那时我的家在长长的胡同里,胡同里有很多人家,有很多孩子,他们都比我大一些。有一个邻家姐姐很有人缘,小孩子都爱去她家玩。我也想去,可是又没有好的理由找人家玩,那些大的孩子很不情愿和小的玩。
黄昏时,我站在我家大门口望向她家的热闹和笑声,真是好难过。也许是太向往了,我想到了一个好主意,其实是一个谎言。我告诉那个姐姐,我舅舅在大城市工作,回来时会给我带一种很有趣的球,拍一下,能蹦到树一样高,到时我送她一个。邻家姐姐听了笑,很高兴,也相信我。其实我舅舅是去山里少林寺习武去了,根本不会给我带有趣的球。
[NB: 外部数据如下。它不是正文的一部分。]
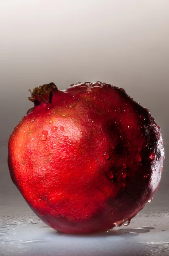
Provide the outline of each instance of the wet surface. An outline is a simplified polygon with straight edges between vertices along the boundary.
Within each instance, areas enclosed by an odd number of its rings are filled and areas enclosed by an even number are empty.
[[[166,147],[166,155],[167,149]],[[34,213],[11,180],[7,145],[0,146],[0,256],[169,255],[169,174],[166,157],[153,201],[127,227],[89,235],[64,234]]]

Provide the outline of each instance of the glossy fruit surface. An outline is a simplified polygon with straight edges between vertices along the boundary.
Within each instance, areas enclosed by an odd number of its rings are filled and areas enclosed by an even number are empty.
[[[120,226],[150,201],[164,156],[160,128],[122,88],[98,81],[36,87],[8,142],[11,179],[61,232]]]

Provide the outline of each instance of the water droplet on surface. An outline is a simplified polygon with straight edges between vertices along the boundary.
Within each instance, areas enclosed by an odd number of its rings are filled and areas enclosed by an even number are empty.
[[[43,242],[48,242],[44,239],[37,239],[37,240],[26,240],[25,241],[23,241],[21,243],[21,244],[36,244],[37,243],[40,243]]]
[[[48,131],[42,131],[41,139],[43,141],[45,141],[48,138]]]
[[[148,203],[151,203],[151,202],[152,202],[153,199],[153,198],[152,197],[151,198],[150,198],[147,201]]]
[[[117,221],[114,223],[116,227],[121,227],[123,225],[123,220],[120,221]]]
[[[37,222],[36,221],[31,221],[31,222],[30,223],[30,224],[38,224],[38,222]]]
[[[128,220],[127,221],[124,221],[124,223],[123,223],[123,225],[124,226],[128,226],[130,224],[130,221],[131,221],[130,220]]]
[[[109,154],[107,154],[106,152],[104,152],[104,158],[106,160],[109,160],[110,158],[110,156]]]
[[[139,227],[138,228],[144,228],[145,229],[148,229],[148,230],[150,230],[152,229],[154,229],[155,228],[153,227],[149,227],[149,226],[145,226],[144,227]]]
[[[150,158],[151,160],[154,160],[155,159],[155,154],[154,151],[150,153],[150,154],[149,156],[149,158]]]
[[[135,232],[121,232],[118,234],[119,236],[125,237],[125,238],[129,238],[131,236],[138,236],[138,234]]]
[[[137,162],[141,162],[141,157],[139,155],[136,156],[135,157],[135,160]]]
[[[138,227],[125,227],[124,228],[121,228],[117,230],[118,233],[121,232],[135,232],[138,234],[147,233],[149,232],[149,230],[144,228],[138,228]]]

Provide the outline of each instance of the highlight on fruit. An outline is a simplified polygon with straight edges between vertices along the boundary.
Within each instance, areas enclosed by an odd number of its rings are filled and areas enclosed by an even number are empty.
[[[97,81],[36,87],[8,141],[12,181],[34,212],[63,233],[98,233],[131,219],[157,190],[160,127],[124,89]]]

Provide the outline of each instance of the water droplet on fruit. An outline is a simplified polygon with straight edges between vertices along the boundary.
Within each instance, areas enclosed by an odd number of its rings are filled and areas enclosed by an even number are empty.
[[[143,115],[140,115],[140,116],[139,116],[140,119],[142,120],[142,121],[145,121],[146,120],[146,118]]]
[[[150,154],[149,156],[149,158],[151,160],[154,160],[155,159],[155,154],[154,151],[152,152],[151,153],[150,153]]]
[[[141,157],[139,155],[136,156],[135,157],[135,160],[137,162],[141,162]]]
[[[42,140],[45,141],[48,138],[48,131],[42,131],[41,139]]]
[[[64,128],[62,125],[61,125],[60,127],[60,129],[61,131],[64,131]]]
[[[151,198],[149,199],[147,201],[148,203],[151,203],[152,201],[152,199],[153,199],[153,197],[152,197]]]
[[[94,84],[93,84],[93,85],[92,85],[92,87],[91,89],[92,89],[92,88],[93,88],[93,87],[98,87],[99,86],[99,88],[101,88],[101,85],[100,84],[99,84],[99,83],[95,83]]]
[[[121,109],[120,107],[116,107],[115,110],[118,113],[121,113]]]
[[[121,220],[121,221],[116,221],[116,222],[114,223],[114,224],[116,227],[121,227],[121,226],[122,226],[123,225],[124,221],[124,220]]]
[[[109,160],[110,158],[110,154],[106,153],[106,152],[104,152],[104,158],[105,159],[106,159],[106,160]]]
[[[91,82],[85,82],[84,84],[93,84],[93,83],[91,83]]]
[[[30,122],[34,122],[35,120],[35,117],[33,116],[33,117],[31,118],[31,120],[30,120]]]
[[[85,85],[84,84],[82,84],[81,86],[80,86],[80,88],[82,90],[86,90],[87,88],[87,86]]]
[[[149,109],[148,109],[148,108],[144,108],[144,109],[145,110],[146,110],[146,111],[147,112],[148,112],[148,113],[149,113]]]
[[[128,226],[130,223],[131,220],[127,220],[123,223],[124,226]]]
[[[57,126],[53,126],[52,127],[52,131],[57,131],[57,130],[58,130],[58,127],[57,127]]]
[[[107,88],[111,88],[112,87],[112,86],[110,84],[107,84],[106,83],[103,83],[103,84],[104,84],[104,85],[103,85],[104,87],[106,87]]]
[[[110,172],[108,174],[108,176],[110,179],[113,179],[114,177],[114,175],[112,172]]]

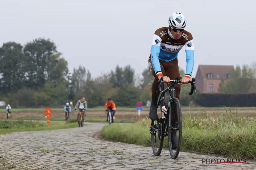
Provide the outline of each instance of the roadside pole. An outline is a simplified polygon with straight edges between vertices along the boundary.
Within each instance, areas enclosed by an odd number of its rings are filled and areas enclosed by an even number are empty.
[[[49,124],[50,123],[49,118],[52,117],[52,110],[49,107],[47,107],[44,111],[45,114],[44,115],[44,117],[47,118],[47,127],[49,128]]]

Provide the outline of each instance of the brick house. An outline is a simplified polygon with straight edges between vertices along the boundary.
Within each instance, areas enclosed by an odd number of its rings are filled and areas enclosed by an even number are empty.
[[[202,93],[218,93],[222,80],[230,78],[234,70],[233,66],[199,65],[195,78],[197,89]]]

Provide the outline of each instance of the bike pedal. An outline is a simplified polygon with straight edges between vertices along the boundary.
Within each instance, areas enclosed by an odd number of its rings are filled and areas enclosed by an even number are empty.
[[[153,134],[153,132],[152,132],[152,131],[150,130],[150,133],[154,135],[154,134]]]

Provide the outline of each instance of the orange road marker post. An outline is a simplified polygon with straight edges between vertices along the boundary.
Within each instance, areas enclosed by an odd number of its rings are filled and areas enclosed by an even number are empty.
[[[45,114],[44,115],[44,117],[47,118],[47,127],[49,127],[49,123],[50,122],[49,118],[52,117],[52,110],[49,107],[47,107],[44,111]]]

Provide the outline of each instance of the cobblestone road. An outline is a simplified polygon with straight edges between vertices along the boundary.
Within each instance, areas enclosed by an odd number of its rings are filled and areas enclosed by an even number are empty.
[[[202,158],[222,158],[185,152],[173,160],[168,150],[155,156],[151,147],[95,139],[106,124],[86,124],[90,125],[0,135],[0,169],[256,169],[250,162],[202,164]]]

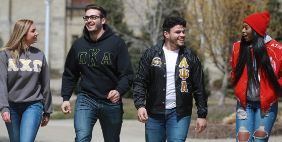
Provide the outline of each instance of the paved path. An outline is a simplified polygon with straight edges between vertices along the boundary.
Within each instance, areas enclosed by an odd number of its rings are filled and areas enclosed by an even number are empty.
[[[63,99],[60,96],[62,79],[51,80],[53,103],[61,104]],[[71,98],[75,100],[75,96]],[[124,120],[122,131],[121,142],[145,141],[145,125],[137,120]],[[48,125],[40,127],[35,141],[37,142],[70,142],[74,141],[75,132],[73,119],[51,120]],[[92,141],[103,141],[100,123],[97,122],[94,127]],[[281,136],[270,136],[269,142],[282,141]],[[187,138],[186,141],[193,142],[234,142],[235,138],[231,139],[193,139]],[[9,136],[4,121],[0,120],[0,142],[9,142]]]

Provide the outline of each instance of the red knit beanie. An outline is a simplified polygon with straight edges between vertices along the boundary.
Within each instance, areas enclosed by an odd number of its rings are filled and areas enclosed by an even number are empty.
[[[260,35],[264,37],[265,31],[267,28],[267,23],[270,21],[269,13],[264,12],[251,15],[247,17],[243,22],[248,23]]]

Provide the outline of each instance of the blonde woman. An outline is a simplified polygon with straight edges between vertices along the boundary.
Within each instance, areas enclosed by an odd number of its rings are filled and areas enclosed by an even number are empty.
[[[52,112],[45,55],[30,46],[38,35],[32,21],[19,20],[0,49],[0,111],[11,141],[34,141]]]

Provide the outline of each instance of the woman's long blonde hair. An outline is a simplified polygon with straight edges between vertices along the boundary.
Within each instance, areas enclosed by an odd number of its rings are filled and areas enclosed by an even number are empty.
[[[25,44],[25,37],[28,31],[28,29],[33,21],[29,20],[20,20],[16,23],[13,33],[10,40],[4,47],[0,49],[0,52],[6,50],[10,51],[11,55],[14,59],[18,60],[20,58],[21,50],[24,49],[25,54],[28,47]]]

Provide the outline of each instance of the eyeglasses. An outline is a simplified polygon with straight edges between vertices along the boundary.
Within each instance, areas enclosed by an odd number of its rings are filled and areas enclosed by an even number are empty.
[[[102,19],[103,19],[102,17],[100,17],[100,16],[96,16],[96,15],[91,15],[90,17],[88,16],[84,16],[83,17],[83,20],[84,20],[84,21],[88,21],[88,19],[89,19],[89,17],[90,18],[90,19],[91,20],[96,20],[97,19],[97,17],[98,18],[101,18]]]

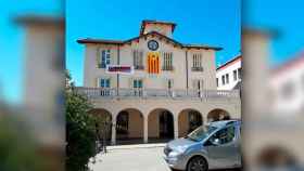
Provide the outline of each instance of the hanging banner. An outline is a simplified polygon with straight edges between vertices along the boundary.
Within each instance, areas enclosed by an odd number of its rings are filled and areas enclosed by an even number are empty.
[[[106,74],[122,74],[122,75],[132,75],[134,66],[130,65],[106,65]]]
[[[148,73],[160,74],[160,53],[149,52],[147,57]]]

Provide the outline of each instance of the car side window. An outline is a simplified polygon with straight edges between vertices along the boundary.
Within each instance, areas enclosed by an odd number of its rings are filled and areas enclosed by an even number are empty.
[[[226,143],[230,143],[233,141],[236,135],[235,132],[235,127],[227,127],[225,129],[221,129],[219,131],[217,131],[211,139],[211,141],[215,141],[216,139],[219,141],[219,144],[226,144]]]

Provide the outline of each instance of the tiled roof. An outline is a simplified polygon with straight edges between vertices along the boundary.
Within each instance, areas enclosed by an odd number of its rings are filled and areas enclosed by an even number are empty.
[[[90,38],[87,38],[87,39],[79,39],[77,40],[78,43],[81,43],[81,44],[86,44],[86,43],[103,43],[103,44],[125,44],[125,43],[130,43],[131,41],[135,41],[135,40],[138,40],[142,37],[147,37],[147,36],[159,36],[160,38],[162,39],[166,39],[167,41],[174,43],[175,45],[178,45],[180,48],[188,48],[188,49],[212,49],[212,50],[215,50],[215,51],[220,51],[223,50],[223,48],[219,48],[219,47],[210,47],[210,45],[203,45],[203,44],[183,44],[183,43],[180,43],[165,35],[162,35],[157,31],[151,31],[151,32],[148,32],[145,35],[140,35],[138,37],[135,37],[135,38],[131,38],[131,39],[128,39],[128,40],[105,40],[105,39],[90,39]]]
[[[143,30],[147,24],[161,24],[161,25],[172,25],[172,32],[174,32],[174,29],[176,27],[176,24],[173,22],[164,22],[164,21],[148,21],[144,19],[141,22],[140,32],[139,35],[143,35]]]
[[[236,56],[235,58],[232,58],[232,60],[226,62],[225,64],[223,64],[223,65],[220,65],[219,67],[217,67],[216,70],[224,69],[224,68],[226,68],[227,66],[229,66],[229,65],[231,65],[231,64],[238,62],[239,60],[242,60],[242,55],[238,55],[238,56]]]

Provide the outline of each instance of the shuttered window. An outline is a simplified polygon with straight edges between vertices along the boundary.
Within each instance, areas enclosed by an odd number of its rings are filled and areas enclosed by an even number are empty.
[[[192,56],[192,70],[193,71],[203,71],[202,67],[202,54],[194,53]]]
[[[163,70],[173,70],[173,53],[164,52],[163,60]]]
[[[143,51],[134,50],[132,57],[134,57],[134,68],[143,69]]]

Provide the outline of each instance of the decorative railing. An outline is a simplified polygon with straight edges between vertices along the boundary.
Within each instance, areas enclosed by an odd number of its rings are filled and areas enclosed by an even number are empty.
[[[240,98],[239,90],[167,90],[167,89],[109,89],[109,88],[76,88],[77,92],[89,98],[193,98],[208,100]]]

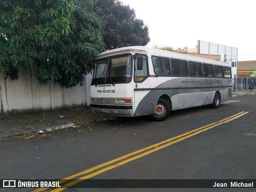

我小时候真的很爱美,长大了心反而淡了。有一天,我推开家门,看见堂屋方桌上放着一瓶红色的指甲油,简直要乐坏了。我攒了很久的梦想,得以成真了。那是我让姑姑帮我买的。我姑姑比我大十二岁,正是爱打扮的青春年龄,我总爱跟着她。很快,姑姑来我家了,我从门后书包里拿出我攒的钱,一共七毛,拿给她。那是我们早已说好的。可是姑姑说什么都不肯要。后来,姑姑还给我用钩针钩过一个黄色的头花,可以把头发盘起来戴上,夏天这样扎头发很凉快很漂亮。这让我得意了很久。
我母亲曾经把我们小时候穿过的旧毛衣毛裤整理出来,学着邻居的样子,把那些陈年的旧衣物拆洗干净,网成被心,做成被子。盖的时候真是很轻、很暖。这些用弃置不用的旧绒线缝制的被子让我想起童年。
很多年过去,旧时的童年依旧用它不变的经纬来温暖身体,慰藉尘心。